Ella Mae, the maid who had worked for us for as long as I'd been alive, was always there on weekdays. I could imagine the sound of her vacuum in one of the bedrooms and the smell of her fried chicken permeating the air and whetting my appetite. Sometimes, when I got home from school, I'd sneak into the kitchen and steal a chicken leg, devour it, and toss the bone into the trash can before Ella Mae could discover it. She knew, of course, and fried several extra pieces for my brother and me to enjoy after school.

But today there was no smell of chicken or soft, distant zooming of the vacuum. Today was Sunday, the third of June, and Mama and Daddy were already on the plane en route to Atlanta from Paris. I glanced at the grandfather clock in the entranceway as I came down the long, winding marble staircase. Nine thirty-two. Only six more hours.

My mother was a well-known painter in Atlanta and the South, often absent traveling to what I considered exotic places for art exhibitions. I'd grown up in the ample lap of Ella Mae, loving the smell of her soft black skin against mine as she read to me from
Uncle Remus
or sang songs about Jesus loving me, this I know. She was like a second mother to me.
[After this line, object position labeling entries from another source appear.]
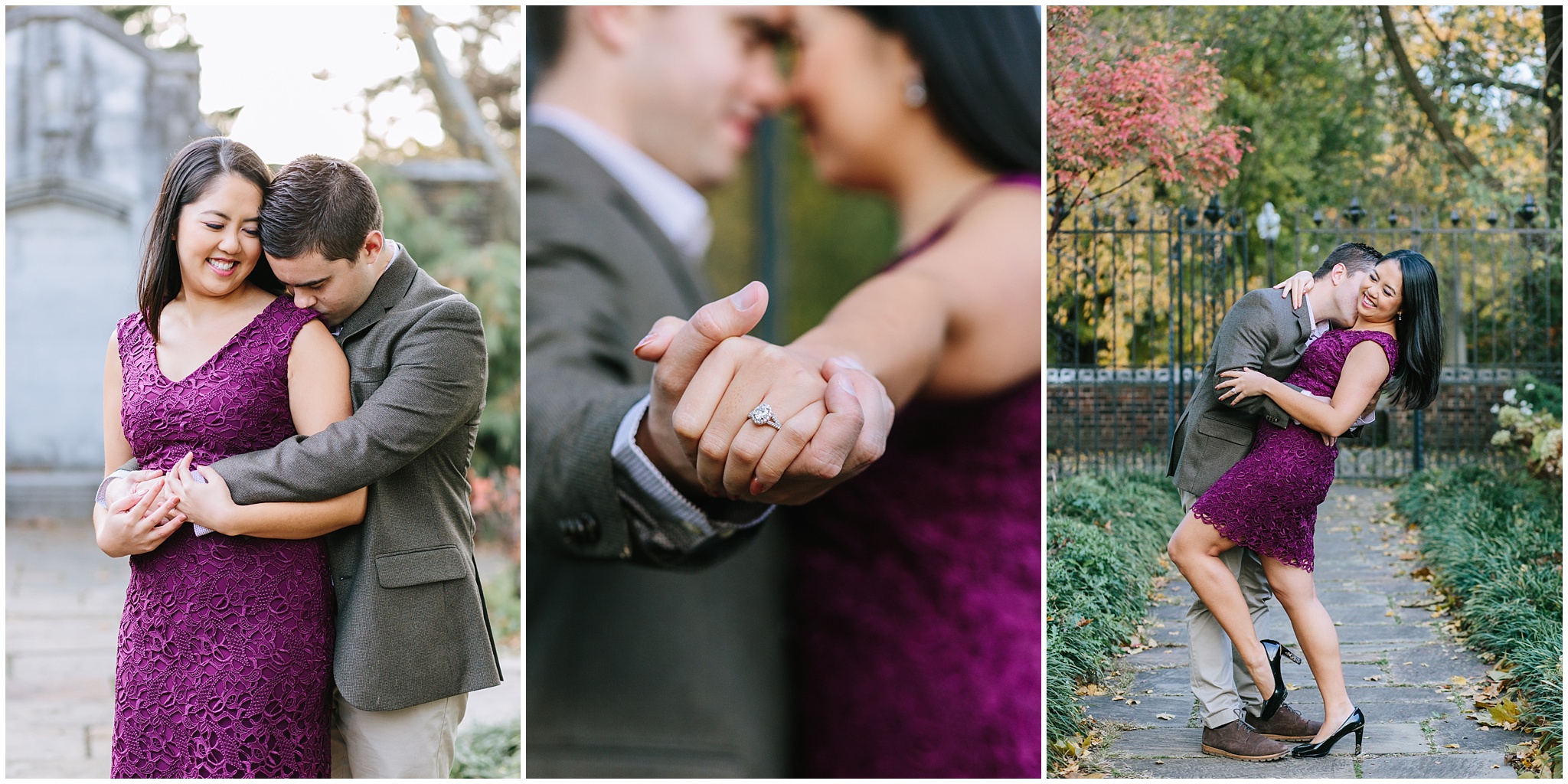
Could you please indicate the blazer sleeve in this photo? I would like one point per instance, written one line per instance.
(433, 386)
(1246, 339)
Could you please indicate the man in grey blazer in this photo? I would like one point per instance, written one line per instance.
(413, 635)
(656, 613)
(1264, 333)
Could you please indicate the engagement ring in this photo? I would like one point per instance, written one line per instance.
(764, 416)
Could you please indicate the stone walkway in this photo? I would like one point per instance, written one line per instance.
(1397, 668)
(63, 601)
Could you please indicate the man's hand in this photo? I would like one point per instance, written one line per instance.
(204, 504)
(835, 417)
(136, 524)
(681, 350)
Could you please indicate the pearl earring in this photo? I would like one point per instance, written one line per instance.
(915, 91)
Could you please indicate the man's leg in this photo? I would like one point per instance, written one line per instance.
(1210, 649)
(1217, 670)
(414, 742)
(1249, 570)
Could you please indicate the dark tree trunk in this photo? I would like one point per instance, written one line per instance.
(1553, 94)
(1429, 107)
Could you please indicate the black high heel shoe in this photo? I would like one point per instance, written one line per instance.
(1274, 649)
(1354, 724)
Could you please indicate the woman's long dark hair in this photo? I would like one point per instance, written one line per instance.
(1419, 333)
(982, 76)
(191, 173)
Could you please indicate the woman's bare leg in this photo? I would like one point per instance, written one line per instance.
(1315, 632)
(1195, 549)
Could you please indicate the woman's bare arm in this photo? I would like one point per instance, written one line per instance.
(317, 397)
(957, 320)
(1360, 381)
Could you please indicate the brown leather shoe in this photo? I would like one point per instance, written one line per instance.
(1286, 725)
(1237, 740)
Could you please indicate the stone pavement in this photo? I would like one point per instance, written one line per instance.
(63, 603)
(1397, 668)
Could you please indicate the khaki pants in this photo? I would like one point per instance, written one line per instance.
(414, 742)
(1219, 678)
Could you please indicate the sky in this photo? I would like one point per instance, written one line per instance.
(299, 71)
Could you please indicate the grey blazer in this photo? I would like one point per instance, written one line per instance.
(411, 623)
(1259, 332)
(632, 671)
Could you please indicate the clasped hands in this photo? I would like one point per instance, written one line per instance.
(833, 414)
(146, 507)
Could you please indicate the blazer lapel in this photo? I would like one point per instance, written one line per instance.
(564, 160)
(1303, 323)
(387, 294)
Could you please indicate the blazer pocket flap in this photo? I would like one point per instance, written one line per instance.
(1227, 430)
(400, 570)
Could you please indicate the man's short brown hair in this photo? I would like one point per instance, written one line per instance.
(318, 204)
(1355, 256)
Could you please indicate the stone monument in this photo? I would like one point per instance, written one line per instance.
(93, 118)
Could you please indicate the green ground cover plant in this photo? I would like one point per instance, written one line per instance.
(1104, 544)
(1493, 544)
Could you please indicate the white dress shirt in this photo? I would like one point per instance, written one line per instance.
(681, 214)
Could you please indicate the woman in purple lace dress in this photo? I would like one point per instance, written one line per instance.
(918, 580)
(226, 642)
(1269, 499)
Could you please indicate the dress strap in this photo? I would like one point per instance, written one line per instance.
(1029, 179)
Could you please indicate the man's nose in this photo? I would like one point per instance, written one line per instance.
(767, 88)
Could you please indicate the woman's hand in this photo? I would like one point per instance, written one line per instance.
(204, 504)
(136, 524)
(1295, 287)
(1243, 384)
(714, 416)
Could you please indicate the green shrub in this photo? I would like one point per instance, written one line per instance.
(1493, 543)
(1104, 538)
(493, 752)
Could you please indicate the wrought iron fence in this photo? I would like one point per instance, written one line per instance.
(1134, 299)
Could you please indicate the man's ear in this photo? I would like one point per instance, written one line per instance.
(372, 247)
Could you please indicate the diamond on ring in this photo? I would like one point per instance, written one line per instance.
(764, 416)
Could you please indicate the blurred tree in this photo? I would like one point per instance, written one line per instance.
(488, 64)
(1333, 118)
(157, 25)
(1122, 112)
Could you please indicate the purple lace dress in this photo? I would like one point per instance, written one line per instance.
(1269, 499)
(226, 643)
(920, 598)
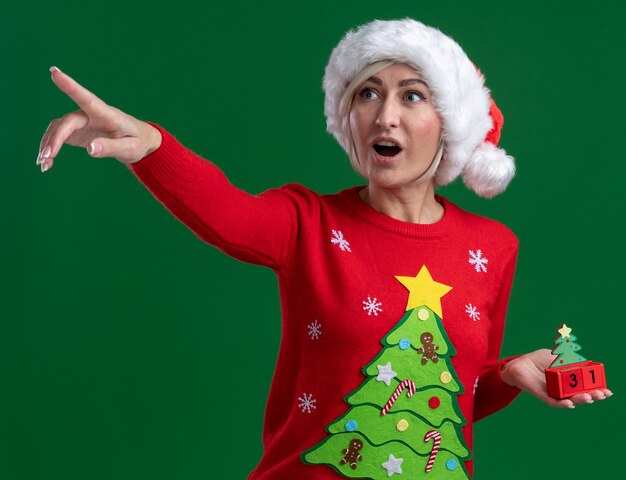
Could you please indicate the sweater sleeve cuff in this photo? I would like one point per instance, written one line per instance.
(164, 161)
(492, 393)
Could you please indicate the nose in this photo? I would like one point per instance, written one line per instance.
(388, 114)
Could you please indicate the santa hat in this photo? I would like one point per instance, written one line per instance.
(471, 120)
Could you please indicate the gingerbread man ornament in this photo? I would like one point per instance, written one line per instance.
(352, 453)
(428, 348)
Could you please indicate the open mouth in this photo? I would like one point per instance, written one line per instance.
(387, 149)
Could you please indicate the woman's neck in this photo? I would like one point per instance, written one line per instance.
(413, 205)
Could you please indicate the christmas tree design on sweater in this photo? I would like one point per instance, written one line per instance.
(404, 419)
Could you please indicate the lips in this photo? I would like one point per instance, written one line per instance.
(387, 147)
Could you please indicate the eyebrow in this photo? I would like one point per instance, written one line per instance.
(403, 83)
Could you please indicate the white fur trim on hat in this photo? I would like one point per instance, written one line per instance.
(459, 95)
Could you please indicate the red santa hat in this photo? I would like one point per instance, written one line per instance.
(471, 120)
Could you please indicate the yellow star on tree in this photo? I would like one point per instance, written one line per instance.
(564, 331)
(423, 290)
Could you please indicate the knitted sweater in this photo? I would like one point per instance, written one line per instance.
(337, 260)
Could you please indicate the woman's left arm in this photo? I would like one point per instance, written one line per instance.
(526, 372)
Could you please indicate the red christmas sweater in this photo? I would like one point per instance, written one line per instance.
(337, 260)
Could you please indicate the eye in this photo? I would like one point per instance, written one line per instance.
(414, 97)
(367, 94)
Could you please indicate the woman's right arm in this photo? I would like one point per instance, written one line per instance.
(259, 229)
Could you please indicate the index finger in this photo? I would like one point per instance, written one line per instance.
(86, 100)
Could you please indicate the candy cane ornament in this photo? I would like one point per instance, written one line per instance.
(394, 396)
(436, 436)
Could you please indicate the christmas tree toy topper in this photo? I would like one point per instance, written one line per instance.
(571, 374)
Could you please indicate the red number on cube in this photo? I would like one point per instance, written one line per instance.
(570, 380)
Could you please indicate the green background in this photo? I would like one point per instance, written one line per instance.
(129, 349)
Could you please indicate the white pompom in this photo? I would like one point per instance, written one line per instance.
(489, 170)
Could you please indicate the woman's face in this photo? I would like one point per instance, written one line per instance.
(395, 127)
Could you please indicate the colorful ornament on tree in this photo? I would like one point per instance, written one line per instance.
(395, 429)
(571, 374)
(436, 437)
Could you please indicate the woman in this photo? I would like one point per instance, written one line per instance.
(388, 263)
Ella Mae's black hair was short at the time, but I remember when I was little I used to run my fingers through it and love the coarse feel and the way she let me twist it around my fingers and braid it. She never put on makeup that I could tell. Her eyes weren't that big, but she would lift her eyebrows and somehow show the whites of the eyes when she was mad. Her nose was straight and wide, which I thought was absolutely perfect because mine was so little and turned-uppish, and I always wanted to sketch her face. It was the most real face I had ever seen.